Abstract

We examined the regulation of insulin-like growth factor I (IGF-I) in kidney during the renal hypertrophy produced by two different experimental models: growth hormone treatment of hypophysectomized rats and compensatory hypertrophy subsequent to unilateral nephrectomy. Immunostaining for IGF-I in collecting ducts was enhanced in kidneys from growth hormone-repleted hypophysectomized rats, and the levels of IGF-I mRNAs were increased.

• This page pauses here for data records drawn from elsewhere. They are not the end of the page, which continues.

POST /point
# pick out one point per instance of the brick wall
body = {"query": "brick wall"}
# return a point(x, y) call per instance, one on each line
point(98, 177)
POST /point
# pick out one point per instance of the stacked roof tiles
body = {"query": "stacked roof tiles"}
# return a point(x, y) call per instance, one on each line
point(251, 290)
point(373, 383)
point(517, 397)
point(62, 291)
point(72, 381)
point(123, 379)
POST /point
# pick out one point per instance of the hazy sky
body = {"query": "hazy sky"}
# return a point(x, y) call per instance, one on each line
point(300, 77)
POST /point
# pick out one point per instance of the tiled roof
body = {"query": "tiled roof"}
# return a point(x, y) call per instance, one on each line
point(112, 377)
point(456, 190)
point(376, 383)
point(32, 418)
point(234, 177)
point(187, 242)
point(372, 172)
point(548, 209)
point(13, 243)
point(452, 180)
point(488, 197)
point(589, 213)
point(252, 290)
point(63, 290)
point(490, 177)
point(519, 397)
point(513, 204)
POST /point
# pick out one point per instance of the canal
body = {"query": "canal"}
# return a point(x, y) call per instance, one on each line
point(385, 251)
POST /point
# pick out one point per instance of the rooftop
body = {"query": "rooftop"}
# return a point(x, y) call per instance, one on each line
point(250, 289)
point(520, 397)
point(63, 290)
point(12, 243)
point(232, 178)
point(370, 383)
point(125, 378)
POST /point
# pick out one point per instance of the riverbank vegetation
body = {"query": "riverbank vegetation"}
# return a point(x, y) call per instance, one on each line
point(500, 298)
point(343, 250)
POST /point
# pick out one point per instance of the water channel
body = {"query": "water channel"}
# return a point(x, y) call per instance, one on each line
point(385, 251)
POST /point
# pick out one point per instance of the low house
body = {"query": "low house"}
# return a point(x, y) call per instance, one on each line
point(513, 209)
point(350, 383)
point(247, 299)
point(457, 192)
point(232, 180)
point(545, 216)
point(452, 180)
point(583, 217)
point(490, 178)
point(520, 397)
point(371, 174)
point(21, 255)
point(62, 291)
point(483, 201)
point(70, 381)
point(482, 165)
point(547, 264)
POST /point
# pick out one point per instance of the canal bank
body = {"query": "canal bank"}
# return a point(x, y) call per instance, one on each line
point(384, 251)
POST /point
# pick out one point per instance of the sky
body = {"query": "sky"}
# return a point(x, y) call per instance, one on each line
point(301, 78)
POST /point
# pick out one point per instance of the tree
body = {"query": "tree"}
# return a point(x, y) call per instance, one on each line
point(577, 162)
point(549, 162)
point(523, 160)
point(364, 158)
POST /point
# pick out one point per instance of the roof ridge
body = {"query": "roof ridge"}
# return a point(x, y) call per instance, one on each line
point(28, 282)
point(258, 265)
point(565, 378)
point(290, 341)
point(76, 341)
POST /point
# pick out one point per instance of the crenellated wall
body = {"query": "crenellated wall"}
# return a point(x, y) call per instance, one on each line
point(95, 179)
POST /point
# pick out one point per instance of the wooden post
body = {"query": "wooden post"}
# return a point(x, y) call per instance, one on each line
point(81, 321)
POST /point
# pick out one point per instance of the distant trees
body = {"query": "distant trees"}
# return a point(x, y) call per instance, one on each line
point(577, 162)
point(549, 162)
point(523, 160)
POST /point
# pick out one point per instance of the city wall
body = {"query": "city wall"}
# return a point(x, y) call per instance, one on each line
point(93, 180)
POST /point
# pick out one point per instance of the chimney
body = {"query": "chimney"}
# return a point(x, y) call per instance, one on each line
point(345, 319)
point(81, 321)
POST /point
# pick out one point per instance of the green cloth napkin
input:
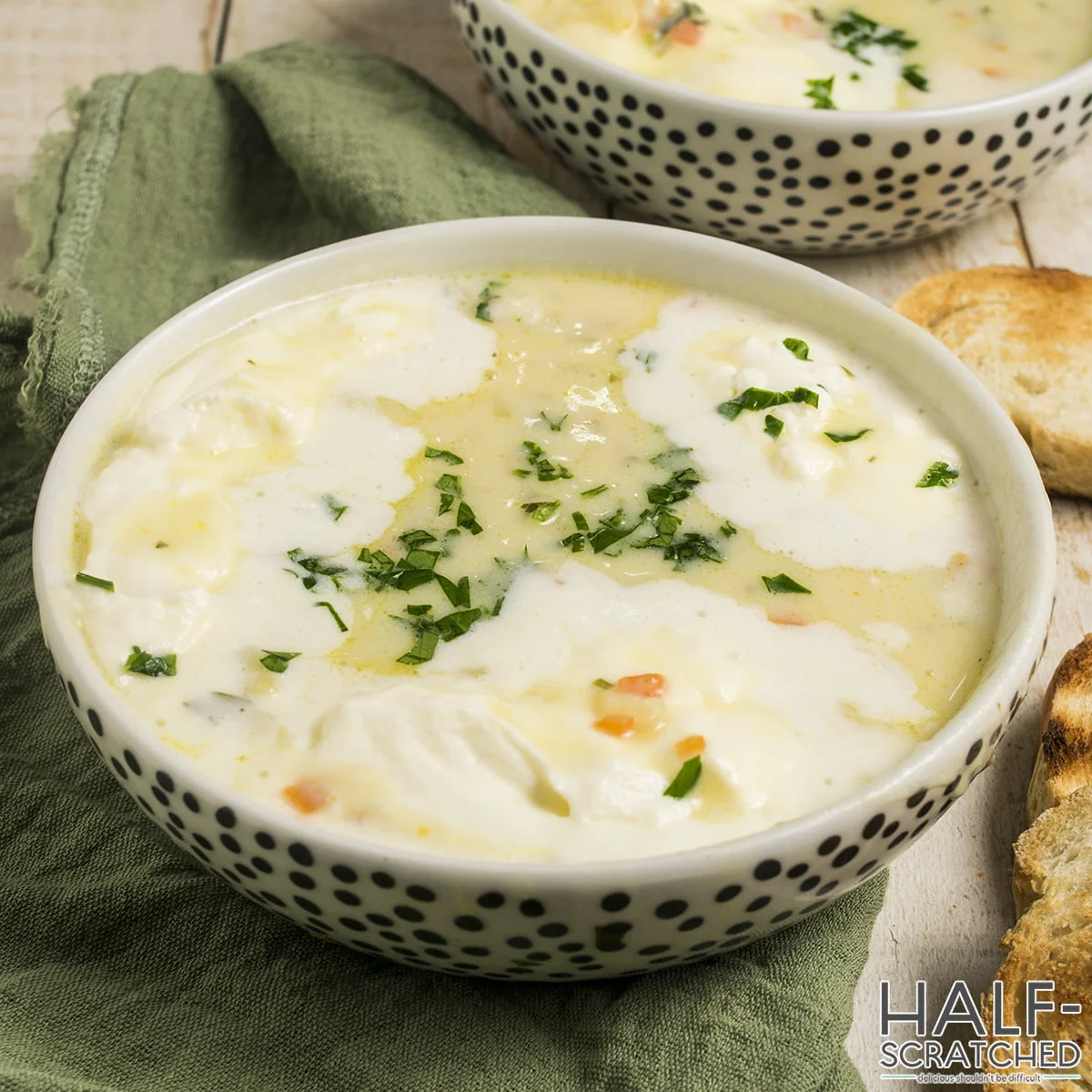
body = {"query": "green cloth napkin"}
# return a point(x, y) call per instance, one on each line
point(123, 965)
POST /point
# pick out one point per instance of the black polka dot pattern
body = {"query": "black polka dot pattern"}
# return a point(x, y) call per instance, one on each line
point(430, 917)
point(784, 185)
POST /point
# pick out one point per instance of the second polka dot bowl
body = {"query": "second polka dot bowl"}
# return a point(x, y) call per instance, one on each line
point(792, 180)
point(547, 921)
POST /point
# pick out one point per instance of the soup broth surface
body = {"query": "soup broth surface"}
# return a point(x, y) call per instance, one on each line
point(875, 55)
point(534, 566)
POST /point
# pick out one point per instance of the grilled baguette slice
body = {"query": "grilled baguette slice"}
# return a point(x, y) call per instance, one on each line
point(1052, 882)
point(1027, 336)
point(1064, 762)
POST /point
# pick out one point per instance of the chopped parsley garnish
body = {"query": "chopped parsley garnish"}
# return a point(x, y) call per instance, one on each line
point(797, 348)
point(459, 594)
point(277, 662)
point(541, 511)
point(822, 94)
point(784, 585)
point(86, 578)
point(333, 614)
point(486, 296)
point(143, 663)
point(467, 519)
point(915, 76)
point(430, 632)
point(448, 457)
point(315, 567)
point(846, 437)
point(853, 32)
point(938, 474)
point(414, 540)
point(451, 490)
point(677, 487)
point(670, 457)
point(756, 399)
point(686, 779)
point(681, 15)
point(336, 511)
point(541, 467)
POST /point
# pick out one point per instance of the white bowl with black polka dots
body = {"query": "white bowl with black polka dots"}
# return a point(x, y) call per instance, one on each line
point(546, 921)
point(792, 180)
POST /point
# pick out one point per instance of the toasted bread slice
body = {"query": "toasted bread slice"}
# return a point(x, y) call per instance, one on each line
point(1064, 763)
point(1053, 939)
point(1027, 336)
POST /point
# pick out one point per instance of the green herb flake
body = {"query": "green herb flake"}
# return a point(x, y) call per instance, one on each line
point(846, 437)
point(277, 662)
point(448, 457)
point(853, 32)
point(414, 540)
point(336, 511)
point(686, 779)
point(314, 567)
point(451, 490)
point(543, 469)
point(86, 578)
point(541, 511)
point(459, 595)
point(424, 649)
point(822, 94)
point(671, 456)
point(915, 76)
point(784, 585)
point(486, 296)
point(333, 614)
point(143, 663)
point(939, 474)
point(756, 399)
point(467, 520)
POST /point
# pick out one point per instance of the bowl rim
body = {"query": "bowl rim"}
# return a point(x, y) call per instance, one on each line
point(1006, 670)
point(767, 114)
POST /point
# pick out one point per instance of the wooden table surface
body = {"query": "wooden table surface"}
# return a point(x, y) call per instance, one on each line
point(948, 901)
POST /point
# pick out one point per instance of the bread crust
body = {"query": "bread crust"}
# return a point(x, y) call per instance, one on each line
point(1027, 336)
point(1052, 878)
point(1064, 760)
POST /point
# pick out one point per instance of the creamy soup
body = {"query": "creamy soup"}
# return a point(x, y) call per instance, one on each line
point(874, 55)
point(534, 566)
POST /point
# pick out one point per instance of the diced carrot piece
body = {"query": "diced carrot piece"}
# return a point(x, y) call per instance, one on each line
point(785, 620)
point(686, 33)
point(307, 796)
point(691, 746)
point(617, 726)
point(642, 686)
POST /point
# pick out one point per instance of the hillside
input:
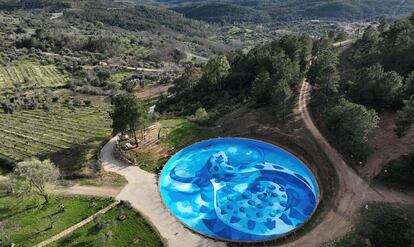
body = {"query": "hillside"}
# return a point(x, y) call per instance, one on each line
point(280, 10)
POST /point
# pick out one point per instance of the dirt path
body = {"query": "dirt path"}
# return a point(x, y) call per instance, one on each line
point(99, 191)
point(77, 226)
point(352, 192)
point(142, 192)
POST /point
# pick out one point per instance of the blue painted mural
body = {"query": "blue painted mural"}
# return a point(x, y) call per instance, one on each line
point(238, 189)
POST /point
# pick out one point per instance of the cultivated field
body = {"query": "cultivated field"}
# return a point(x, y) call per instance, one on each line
point(36, 132)
point(30, 75)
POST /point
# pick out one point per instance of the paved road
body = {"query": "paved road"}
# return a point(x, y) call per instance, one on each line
point(142, 192)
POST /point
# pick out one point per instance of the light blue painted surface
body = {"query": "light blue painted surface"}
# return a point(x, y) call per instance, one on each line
point(238, 189)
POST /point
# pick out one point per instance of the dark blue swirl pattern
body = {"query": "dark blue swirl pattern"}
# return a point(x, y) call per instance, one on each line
point(238, 189)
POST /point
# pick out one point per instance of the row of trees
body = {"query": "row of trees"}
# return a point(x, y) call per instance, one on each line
point(129, 114)
point(267, 74)
point(350, 124)
point(386, 79)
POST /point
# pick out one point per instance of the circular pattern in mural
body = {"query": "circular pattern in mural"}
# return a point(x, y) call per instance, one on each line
point(238, 189)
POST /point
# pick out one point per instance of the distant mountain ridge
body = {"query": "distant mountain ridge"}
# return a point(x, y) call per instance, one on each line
point(285, 10)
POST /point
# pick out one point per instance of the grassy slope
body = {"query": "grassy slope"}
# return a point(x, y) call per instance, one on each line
point(176, 134)
point(383, 225)
point(57, 134)
point(398, 174)
point(26, 222)
point(134, 229)
point(30, 75)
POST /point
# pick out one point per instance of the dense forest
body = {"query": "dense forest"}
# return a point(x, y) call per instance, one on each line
point(375, 76)
point(276, 10)
point(268, 75)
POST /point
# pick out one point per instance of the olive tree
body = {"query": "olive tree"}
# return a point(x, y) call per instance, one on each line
point(33, 176)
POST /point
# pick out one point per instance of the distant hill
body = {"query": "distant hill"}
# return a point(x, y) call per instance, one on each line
point(283, 10)
point(221, 12)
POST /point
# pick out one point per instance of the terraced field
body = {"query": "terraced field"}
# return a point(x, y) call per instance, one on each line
point(38, 133)
point(30, 75)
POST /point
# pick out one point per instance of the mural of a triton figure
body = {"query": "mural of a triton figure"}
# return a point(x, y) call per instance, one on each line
point(238, 189)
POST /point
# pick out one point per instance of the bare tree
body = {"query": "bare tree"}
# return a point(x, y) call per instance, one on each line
point(33, 177)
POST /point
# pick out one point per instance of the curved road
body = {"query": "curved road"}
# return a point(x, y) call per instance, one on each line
point(142, 192)
point(352, 191)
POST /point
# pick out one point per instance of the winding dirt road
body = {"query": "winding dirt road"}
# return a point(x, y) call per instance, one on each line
point(352, 192)
point(142, 192)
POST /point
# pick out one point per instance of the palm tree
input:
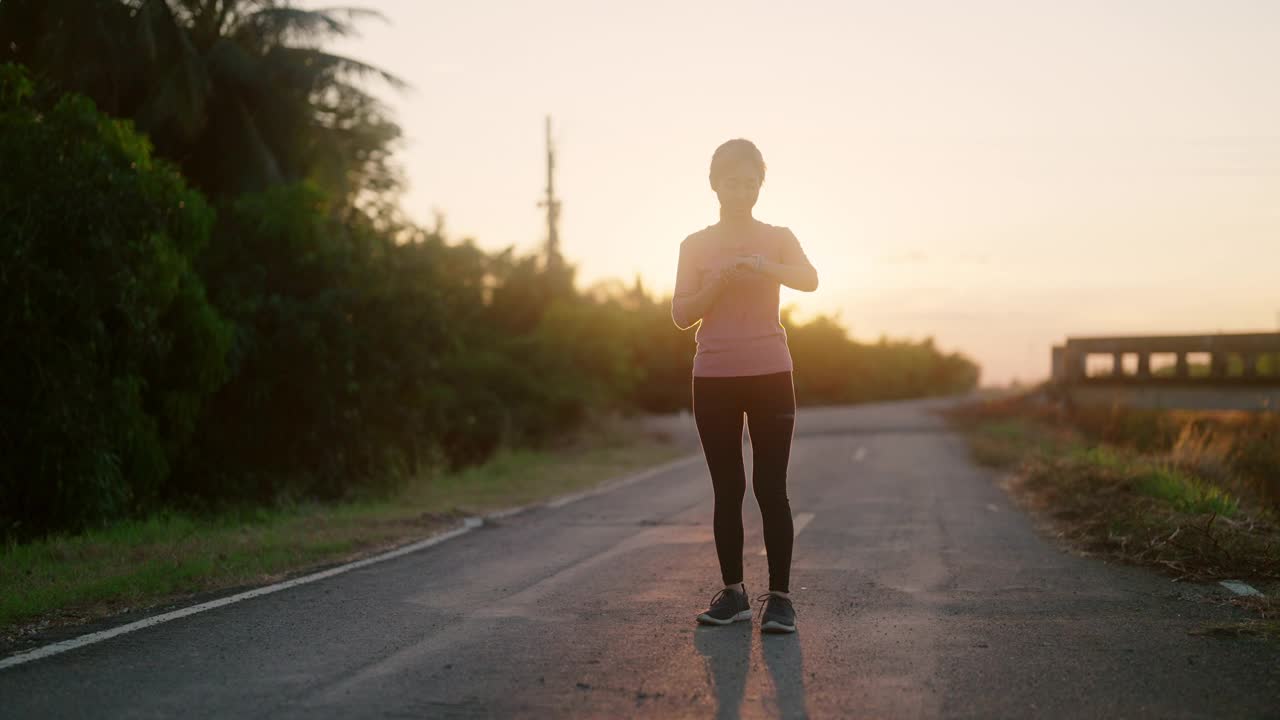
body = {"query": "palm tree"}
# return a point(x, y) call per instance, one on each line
point(238, 92)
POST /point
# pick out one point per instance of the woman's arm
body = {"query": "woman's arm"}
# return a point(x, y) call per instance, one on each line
point(795, 270)
point(691, 300)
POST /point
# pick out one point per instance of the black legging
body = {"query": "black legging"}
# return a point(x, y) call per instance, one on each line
point(769, 405)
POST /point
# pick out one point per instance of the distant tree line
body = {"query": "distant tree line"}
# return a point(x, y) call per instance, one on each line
point(208, 294)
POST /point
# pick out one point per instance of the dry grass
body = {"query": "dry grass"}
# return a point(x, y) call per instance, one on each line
point(1168, 490)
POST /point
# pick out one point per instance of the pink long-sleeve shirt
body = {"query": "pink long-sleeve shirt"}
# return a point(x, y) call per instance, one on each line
point(740, 335)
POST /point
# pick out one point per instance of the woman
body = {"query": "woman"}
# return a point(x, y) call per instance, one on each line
point(728, 278)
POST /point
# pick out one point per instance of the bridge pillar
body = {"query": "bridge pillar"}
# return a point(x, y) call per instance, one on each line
point(1251, 364)
point(1217, 364)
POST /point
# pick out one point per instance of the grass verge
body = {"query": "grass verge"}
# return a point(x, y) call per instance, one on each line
point(1194, 515)
point(163, 559)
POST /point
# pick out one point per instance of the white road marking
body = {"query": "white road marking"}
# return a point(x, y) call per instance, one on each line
point(799, 522)
point(1240, 588)
point(467, 525)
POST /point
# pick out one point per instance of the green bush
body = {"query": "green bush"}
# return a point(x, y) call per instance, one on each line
point(110, 345)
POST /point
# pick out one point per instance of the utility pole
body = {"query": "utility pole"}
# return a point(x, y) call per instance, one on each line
point(552, 204)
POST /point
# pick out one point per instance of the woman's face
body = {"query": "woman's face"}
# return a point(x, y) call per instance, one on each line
point(737, 186)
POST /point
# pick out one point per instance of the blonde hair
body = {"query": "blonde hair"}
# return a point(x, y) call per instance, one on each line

In compensatory hypertrophy, no enhancement of the intensity of immunostaining was observed in kidneys of nephrectomized rats until 5 days postnephrectomy, at which time immunostainable IGF-I was increased markedly in medullary collecting ducts of hypertrophied kidneys compared with kidneys from sham-operated animals. No difference in steady-state levels of any IGF-I mRNA species was detected in whole kidneys or in collecting ducts from nephrectomized or sham-operated rats at any time postnephrectomy. Our findings demonstrate an increase in both IGF-I mRNA and in immunostainable IGF-I in collecting duct in the setting of growth hormone-induced renal hypertrophy but suggest that other, possibly translational, mechanisms underlie the induction of IGF-I synthesis during compensatory hypertrophy.